Research into the experiences of first and second-language English speakers identified several commonalities and differences in how both groups approached making requests to voice assistants in smartphones and smart speakers. For example, we know people rarely speak the entirety of every sentence perfectly: listen carefully in any conversation and you’ll hear people repeat themselves or revise what they’re saying after they’ve started talking. This sort of ‘second saying’ is performed by first and second-language speakers when using a voice interface. As in conversations with other people, if the recipient does not understand, people might repeat an instruction to a device using hyper-articulation and louder volume in successive requests (i.e., by over-emphasising sounds or pauses).
In addition to these common challenges, second-language speakers also encounter specific issues—for example, as they attempt to ‘word-find’ and say words before a voice interface assumes an instruction is complete. Trying to say a complete instruction is hard for people who need to translate their request to a device in real-time, and thus they may pause mid-sentence.
In response to this, technologies could adopt a greater tolerance for silence or even attempt to detect and try to help users complete their original instruction. What would that look like? Any improvement for this particular group of users is likely to benefit others—research shows that people who stammer also struggle to speak their instructions to a speech interface before it times out.
Second-language speakers also ‘code mix’ (swapping language mid-request) to accomplish their request promptly before devices time out. Unfortunately, the conversational technologies do not understand participants’ requests in many of these cases, and there needs to be more technical work with automatic speech recognition to handle multiple concurrent languages. How would interfaces handle this? Could we find better solutions now to make these contexts easier for users?

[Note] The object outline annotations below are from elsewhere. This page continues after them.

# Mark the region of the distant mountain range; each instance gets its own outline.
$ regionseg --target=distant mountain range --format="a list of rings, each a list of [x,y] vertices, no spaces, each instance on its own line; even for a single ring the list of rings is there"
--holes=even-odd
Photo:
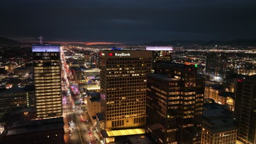
[[[8,38],[0,37],[0,44],[16,44],[24,43],[16,40],[10,39]],[[240,46],[256,46],[256,39],[237,39],[235,40],[229,41],[202,41],[202,40],[172,40],[172,41],[153,41],[148,43],[146,43],[141,45],[145,46],[161,46],[161,45],[172,45],[177,46],[178,45],[195,45],[198,44],[201,46],[203,45],[240,45]],[[125,44],[132,45],[132,44]],[[68,45],[73,46],[83,46],[85,45],[83,44],[70,44]],[[96,44],[92,46],[118,46],[120,44]],[[91,45],[91,46],[92,46]]]

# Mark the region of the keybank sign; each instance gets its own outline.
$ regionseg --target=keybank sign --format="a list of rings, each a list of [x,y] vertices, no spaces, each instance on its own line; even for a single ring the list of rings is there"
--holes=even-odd
[[[126,56],[130,56],[131,53],[115,53],[115,56],[117,57],[126,57]]]

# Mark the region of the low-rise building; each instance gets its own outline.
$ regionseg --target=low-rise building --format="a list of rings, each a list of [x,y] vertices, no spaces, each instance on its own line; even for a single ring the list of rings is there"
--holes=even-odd
[[[33,72],[33,67],[19,67],[14,69],[13,73],[20,77],[28,77]]]
[[[221,105],[227,105],[229,110],[234,111],[235,109],[235,94],[232,92],[222,92],[218,95],[218,100],[216,101]]]
[[[201,143],[236,143],[238,128],[234,120],[233,112],[222,108],[218,104],[205,105],[206,108],[202,117]]]
[[[17,122],[1,134],[0,143],[64,143],[63,117]]]
[[[94,125],[96,124],[96,113],[101,112],[100,93],[88,93],[87,97],[87,110]]]
[[[0,109],[31,107],[34,105],[34,87],[12,87],[0,92]]]
[[[220,85],[206,85],[205,87],[205,99],[213,99],[218,101],[219,93],[225,92],[225,88]]]

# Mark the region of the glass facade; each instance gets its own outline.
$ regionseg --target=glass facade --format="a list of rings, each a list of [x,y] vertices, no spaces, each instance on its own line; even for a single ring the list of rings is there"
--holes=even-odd
[[[62,115],[60,46],[32,46],[37,118]]]
[[[105,130],[144,127],[151,51],[102,51],[100,55]]]
[[[147,46],[146,50],[152,51],[152,73],[156,69],[156,63],[159,61],[172,61],[172,46]]]
[[[161,62],[148,76],[146,133],[158,143],[200,143],[205,81],[193,65]]]

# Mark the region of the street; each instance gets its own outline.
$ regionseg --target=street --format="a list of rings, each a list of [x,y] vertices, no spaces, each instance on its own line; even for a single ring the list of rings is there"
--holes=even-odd
[[[101,143],[99,131],[92,124],[87,112],[87,106],[81,104],[78,85],[73,82],[69,83],[68,77],[73,76],[66,64],[62,51],[61,53],[65,143]]]

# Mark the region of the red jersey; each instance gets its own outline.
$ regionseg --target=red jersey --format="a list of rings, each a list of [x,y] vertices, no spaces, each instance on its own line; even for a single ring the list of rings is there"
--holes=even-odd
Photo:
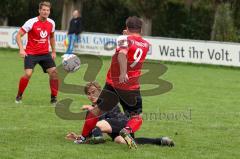
[[[55,31],[55,22],[47,18],[40,21],[39,17],[29,19],[22,27],[24,33],[28,33],[28,42],[25,52],[30,55],[49,53],[50,34]]]
[[[139,77],[141,76],[142,64],[149,50],[149,43],[142,37],[123,35],[117,39],[117,48],[112,57],[112,63],[107,73],[106,82],[114,88],[122,90],[137,90],[140,88]],[[118,53],[121,49],[127,50],[127,75],[126,83],[119,83],[120,66]]]

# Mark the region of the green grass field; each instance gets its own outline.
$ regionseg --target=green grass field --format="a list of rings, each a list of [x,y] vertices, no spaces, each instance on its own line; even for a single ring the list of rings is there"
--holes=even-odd
[[[102,58],[97,80],[103,85],[110,58]],[[160,78],[173,84],[168,93],[143,97],[146,114],[183,114],[175,118],[146,118],[137,137],[170,136],[176,147],[139,145],[129,150],[110,140],[101,145],[75,145],[64,139],[68,131],[79,131],[82,121],[63,120],[49,104],[48,76],[36,67],[23,103],[14,103],[23,60],[17,50],[1,49],[0,61],[0,159],[22,158],[239,158],[240,75],[239,69],[166,63]],[[60,56],[56,63],[60,64]],[[66,82],[84,84],[87,66],[69,75]],[[149,86],[150,87],[150,86]],[[144,89],[147,89],[145,86]],[[84,95],[59,93],[59,100],[74,100],[71,111],[88,104]],[[190,114],[191,110],[191,114]],[[191,116],[190,116],[191,115]]]

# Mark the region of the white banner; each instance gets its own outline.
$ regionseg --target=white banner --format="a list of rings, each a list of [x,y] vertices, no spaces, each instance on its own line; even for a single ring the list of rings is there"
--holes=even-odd
[[[0,47],[17,48],[15,36],[18,28],[0,27]],[[116,38],[119,35],[82,33],[75,45],[75,53],[111,56],[114,54]],[[56,31],[56,50],[65,52],[65,31]],[[202,63],[224,66],[240,66],[240,44],[211,41],[194,41],[146,37],[151,44],[147,59]],[[26,45],[27,37],[23,37]]]

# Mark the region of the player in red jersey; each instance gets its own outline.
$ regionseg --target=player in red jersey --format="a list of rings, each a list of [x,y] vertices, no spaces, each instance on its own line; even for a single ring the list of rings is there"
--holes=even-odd
[[[129,148],[137,148],[131,133],[142,124],[142,98],[139,77],[149,50],[149,43],[141,37],[142,21],[136,17],[126,20],[125,35],[117,39],[117,48],[107,73],[106,84],[98,99],[95,115],[110,111],[118,102],[129,120],[120,134]]]
[[[58,76],[55,50],[55,22],[48,18],[51,4],[49,2],[39,3],[39,16],[29,19],[17,33],[16,41],[19,47],[19,54],[24,58],[24,75],[20,78],[16,103],[21,103],[22,95],[32,76],[33,69],[39,64],[45,73],[49,74],[51,89],[51,103],[57,102]],[[24,50],[21,37],[28,34],[28,42]],[[49,53],[49,41],[52,54]]]

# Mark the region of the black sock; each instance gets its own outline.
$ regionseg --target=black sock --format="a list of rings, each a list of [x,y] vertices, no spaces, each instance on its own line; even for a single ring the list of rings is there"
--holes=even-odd
[[[96,136],[103,136],[102,135],[102,131],[100,130],[99,127],[95,127],[93,130],[92,130],[92,136],[96,137]]]
[[[161,138],[135,138],[137,144],[152,144],[152,145],[161,145]]]

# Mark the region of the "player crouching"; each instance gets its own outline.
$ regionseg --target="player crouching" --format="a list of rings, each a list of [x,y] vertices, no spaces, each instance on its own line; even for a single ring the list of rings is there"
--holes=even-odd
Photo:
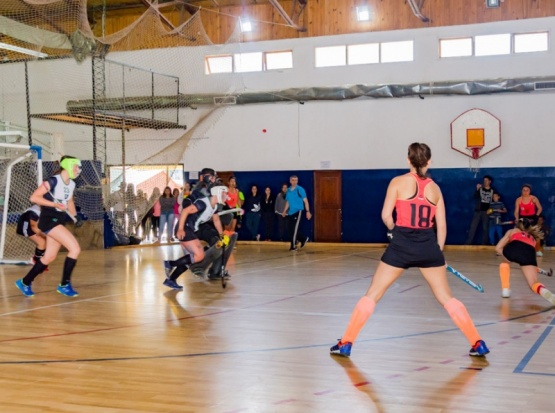
[[[179,276],[187,271],[191,264],[204,260],[204,247],[196,234],[202,223],[212,220],[218,233],[223,234],[222,223],[216,212],[218,204],[223,205],[226,199],[227,187],[215,185],[210,189],[209,197],[197,199],[181,211],[175,235],[186,255],[178,260],[164,261],[166,287],[182,290],[183,287],[177,283]]]

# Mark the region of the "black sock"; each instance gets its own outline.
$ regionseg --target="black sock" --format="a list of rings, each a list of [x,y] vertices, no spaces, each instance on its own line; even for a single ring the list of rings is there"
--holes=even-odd
[[[189,254],[185,255],[184,257],[181,257],[178,260],[170,261],[170,265],[172,267],[180,267],[180,266],[188,267],[192,263],[193,263],[193,261],[191,260],[191,256]],[[185,271],[187,271],[187,270],[185,270]]]
[[[30,287],[35,278],[37,278],[37,276],[42,273],[45,268],[46,265],[44,265],[41,260],[38,259],[35,265],[33,265],[33,268],[31,268],[27,275],[23,277],[23,284],[25,284],[27,287]]]
[[[178,265],[175,270],[173,270],[170,280],[175,281],[179,278],[181,274],[189,269],[188,265]]]
[[[60,285],[68,285],[71,281],[71,273],[75,268],[75,264],[77,264],[77,260],[75,258],[66,257],[64,261],[64,272],[62,273],[62,282]]]

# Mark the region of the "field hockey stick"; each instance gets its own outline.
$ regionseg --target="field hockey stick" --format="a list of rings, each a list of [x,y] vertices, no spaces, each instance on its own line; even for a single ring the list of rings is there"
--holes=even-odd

These sorts of findings highlight the challenges conversational interfaces have in supporting second-language speakers and how future technology could respond to them. However, as research in conversational technologies matures, enhancing their accessibility will improve the experience for all users—everyone benefits from a ‘smarter’ interface! Improvements designed for some users’ experiences will positively impact everyone, and this can only be a good thing.
Members of the Bold Insight team continue to be at the forefront of emerging research in this area. We are co-organising the upcoming Association for Computing Machinery (ACM) Conversational User Interfaces 2023 conference with the theme of Designing for inclusive conversation, as well as a workshop at CHI 2023 on Inclusive Design of CUIs Across Modalities and Mobilities. Combined with underlying technological improvements, we can ensure by uncovering qualitative insights around accessibility, everyone can benefit from voice-enabled technologies with equity.